Ethics and dissemination

This review does not use primary data, and formal ethical approval is not required. Findings will be disseminated through peer-reviewed journals and committee conferences.

Trial registration number

CRD42015023820.

Keywords: pancreatic cancer, resectable, neoadjuvant, cumulative meta-analysis, non-randomized studies


Strengths and limitations of this study.

  • This is the first systematic review and meta-analysis focusing solely on neoadjuvant therapy in resectable pancreatic cancer.

  • Owing to the characteristics of this issue, we will include randomised controlled trials (RCT) and non-randomised studies (NRS's); the RCTs as group I and NRS's as group II will be assessed and analysed separately.

  • We will perform cumulative meta-analysis in group I studies because the neoadjuvant chemotherapy regimen and chemoradiation therapy protocols have changed with time,

  • In respect of NRS's, an independent and knowledgeable methodologist will be involved in every step of study selection and analysis with NRS-specific assessment tools.

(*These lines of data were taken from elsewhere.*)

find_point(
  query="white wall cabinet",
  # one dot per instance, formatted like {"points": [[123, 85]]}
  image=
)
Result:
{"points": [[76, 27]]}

  • To date, there is no large phase III randomised controlled trial of this issue.

Introduction

Description of condition

Pancreatic cancer (PC) is the twelfth most common cancer worldwide, with more than 330 000 new cases annually.1 It is the fourth and fifth leading cause of cancer-related death in the USA and Europe, respectively.2 3 Unlike other solid malignancies, the 5-year survival rate of PC has not improved significantly over the past few decades and is still around 7%, which is the lowest among various solid malignancies.2 4 Although the only curative strategy is surgical resection, less than 20% of patients with PC are eligible for resection at the time of diagnosis.5 Moreover, even after curative resection, the cumulative rate of locoregional or systemic recurrence is up to 85%.6 7 This implies that many PCs develop early micrometastasis, and therefore even ‘resectable’ PC (RPC) is sometimes regarded as a systemic, not localised, disease.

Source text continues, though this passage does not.